Knowing when not to proceed is more important than persisting with a compromised plan. With the appropriate training, we can normalise a ‘go round’ or missed approach, so that the unexpected doesn’t get us by surprise.

Hands up everyone who has persisted with a bad approach or landing? It might not have been graceful, but you hopefully walked away from it…right? Keep your hand up if you knew it was getting ugly, you ran off the runway, drove the undercarriage a little closer to your seat, or even damaged the aircraft? It happens too often, but why do some persist in trying to fix a bad situation?

Countless hours of circuits can drill a principle into us that we’ll land after the final approach. We try to perfect our technique, but it’s easy to lose sight that perfecting landing technique also means knowing when not to land. Performance anxiety can kick in, too, as we feel the eyes of observers and our passengers watching with expectations that we’ll get it right first go. We call this expectation bias. Sometimes the pressure can help us focus and critically review our flying, but it can also create a very overwhelming urge to forcefully land, even when things don’t go as expected.

Let’s also look at the syllabus. While missed approaches and go rounds are covered in Element 14 of the RAAus Syllabus of Flight Training, in practice these elements may only come after hours and hours of circuits with actual landings. The better you are, the less likely your instructor will have to call for a go round or take over. Imagine if we were to start training with those first circuits always ending in a go round. We would get to practice all those important reactions and skills in secondary and further control effect management, whilst under the watchful eye of our instructor – all without that initial pressure of having to land. Some of our schools already do this with great success, conditioning students both in the practical skills, muscle memory and decision-making in their primacy to go round as a normal action.

How many pilots practise missed approaches regularly? We talk about stalling and practice between BFRs but landing is something we confront every flight – surely it should get even more attention?

If we look at the actual requirements, such as practice in different configurations, decision-making and the actual metrics around these important piloting skills, these are not clearly articulated in the syllabus.

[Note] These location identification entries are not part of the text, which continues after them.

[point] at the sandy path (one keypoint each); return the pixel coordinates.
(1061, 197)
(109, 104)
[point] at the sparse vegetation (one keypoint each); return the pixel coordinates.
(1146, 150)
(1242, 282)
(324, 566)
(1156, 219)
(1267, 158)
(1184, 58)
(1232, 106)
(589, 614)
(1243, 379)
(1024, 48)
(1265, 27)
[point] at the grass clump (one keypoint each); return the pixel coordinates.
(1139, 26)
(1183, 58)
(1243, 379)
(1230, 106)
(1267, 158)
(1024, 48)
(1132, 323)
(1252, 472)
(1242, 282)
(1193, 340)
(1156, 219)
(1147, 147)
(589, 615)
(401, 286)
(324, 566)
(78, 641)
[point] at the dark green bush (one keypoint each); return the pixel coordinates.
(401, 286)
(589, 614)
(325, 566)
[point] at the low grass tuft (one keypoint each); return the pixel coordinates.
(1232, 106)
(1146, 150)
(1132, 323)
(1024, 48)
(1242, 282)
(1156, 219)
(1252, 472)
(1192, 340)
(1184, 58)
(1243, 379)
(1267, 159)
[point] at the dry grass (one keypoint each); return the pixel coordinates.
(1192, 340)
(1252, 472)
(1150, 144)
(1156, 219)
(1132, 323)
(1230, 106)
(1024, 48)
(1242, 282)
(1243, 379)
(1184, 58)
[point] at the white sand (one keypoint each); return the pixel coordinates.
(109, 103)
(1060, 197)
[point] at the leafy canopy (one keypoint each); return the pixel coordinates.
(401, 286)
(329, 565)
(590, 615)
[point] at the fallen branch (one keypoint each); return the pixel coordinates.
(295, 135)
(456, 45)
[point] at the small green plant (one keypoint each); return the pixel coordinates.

Do you understand things like Landing Distance Available (LDA), Landing Distance Remaining (LDR) and Minimum Decision Altitudes?

As part of our ongoing Loss of Control initiatives, which includes an upcoming video documentary series, RAAus has looked at the missed approach and reviewed the key ingredients for a stabilised approach. While there are many considerations, these can be broken down into three main components:

  1. Correct attitude and associated airspeed.
  2. Correct glide slope (angle and alignment).
  3. Satisfactory rate of descent.

These are standard disciplines for the big end of town, but they need to be part of every pilot’s understanding and monitoring work cycle, as they approach to land. If at any stage any one of these variables is outside of expected parameters, then a go round should be seriously considered and decided.

A recent example is worth pondering. On a strong crosswind approach with significant rudder already being used, a full power go round was initiated. The increase in power slipstream and P-factors left the pilot with no more yaw control, and a runway excursion at minimum airspeed ensued resulting in collision with terrain. This example shows that while you may think “I’ve got this!”, the margins and options decrease exponentially as we approach the ground.

Finally, instructors have an important part to play in anchoring these skills and behaviors as well by applying these disciplines to themselves whilst in training. Managing the teaching parameters within conservative tolerances, leading by example and not rescuing bad landings for the student, cement these critical behaviors and mitigate the risks in flight training delivery. After training, however, we face a diversity of conditions and considerations in our aviation journeys – all of which can shape our decision to land or go round.

RAAus have covered these higher-level responsibilities in our Instructor Professional Development series in recent years, with our accident analysis showing a significant number of dual training accidents where instructors have been unsuccessful in managing a series of cascading events. The key is constant awareness, clear communications and staged intervention, culminating in command control when required.